Re: Omitting tf but not positions

Posted by Jan Høydahl <ja...@cominvent.com>.

I also have a case (yellow-page) where IDF comes in and destroys the rank.
A company listing with a word which occurs in few other listings is not necessarily better than others just because of that. When it gets to the extreme value of IDF=1, we get an artificially high IDF boost.

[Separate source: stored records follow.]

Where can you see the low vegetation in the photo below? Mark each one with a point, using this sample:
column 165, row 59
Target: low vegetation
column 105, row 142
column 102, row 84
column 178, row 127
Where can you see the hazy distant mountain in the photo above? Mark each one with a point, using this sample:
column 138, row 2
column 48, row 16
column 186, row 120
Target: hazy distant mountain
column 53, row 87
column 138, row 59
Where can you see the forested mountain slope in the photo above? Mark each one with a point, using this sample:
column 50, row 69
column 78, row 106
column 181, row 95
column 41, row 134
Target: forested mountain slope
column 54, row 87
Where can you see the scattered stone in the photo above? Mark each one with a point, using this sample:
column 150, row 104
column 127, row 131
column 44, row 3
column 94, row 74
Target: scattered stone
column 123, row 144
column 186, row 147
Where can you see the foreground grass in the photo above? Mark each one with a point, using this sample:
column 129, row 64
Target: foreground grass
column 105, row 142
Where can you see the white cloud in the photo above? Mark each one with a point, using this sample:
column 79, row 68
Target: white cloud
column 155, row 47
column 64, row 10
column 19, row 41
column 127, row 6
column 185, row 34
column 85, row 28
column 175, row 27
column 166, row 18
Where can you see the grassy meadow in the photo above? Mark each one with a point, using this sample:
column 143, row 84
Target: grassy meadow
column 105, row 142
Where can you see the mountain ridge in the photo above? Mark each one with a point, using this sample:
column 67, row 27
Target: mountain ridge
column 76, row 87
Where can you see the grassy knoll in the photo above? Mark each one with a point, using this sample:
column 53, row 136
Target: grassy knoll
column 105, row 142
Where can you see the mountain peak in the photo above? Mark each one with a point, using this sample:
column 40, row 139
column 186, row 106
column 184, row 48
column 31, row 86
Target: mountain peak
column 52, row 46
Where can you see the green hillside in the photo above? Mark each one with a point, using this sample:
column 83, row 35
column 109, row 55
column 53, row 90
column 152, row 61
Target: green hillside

It is not killed by omitNorms, neither by omitTermFrequencyAndPositions. Any per-field way to get rid of the IDF effect?
Or should I override idf() in Similarity?

--
Jan Høydahl, search solution architect
Cominvent AS - www.cominvent.com

On 15. des. 2010, at 13.27, Robert Muir wrote:

> On Wed, Dec 15, 2010 at 3:09 AM, Jan Høydahl / Cominvent
> <ja...@cominvent.com> wrote:
>> Any way to disable TF/IDF normalization without also disabling positions?
>> 
> 
> see Similarity.tf(float) and Similarity.tf(int)
> 
> if you want to change this for both terms and phrases just override
> Similarity.tf(float), since by default Similarity.tf(int) delegates to
> that.
> otherwise, override both.
> 
> of course the big limitation being you cant customize Similarity per-field yet.

Re: Omitting tf but not positions

Posted by Robert Muir <rc...@gmail.com>.

On Wed, Dec 15, 2010 at 3:09 AM, Jan Høydahl / Cominvent
<ja...@cominvent.com> wrote:
> Any way to disable TF/IDF normalization without also disabling positions?
>

see Similarity.tf(float) and Similarity.tf(int)

if you want to change this for both terms and phrases just override
Similarity.tf(float), since by default Similarity.tf(int) delegates to
that.
otherwise, override both.

of course the big limitation being you cant customize Similarity per-field yet.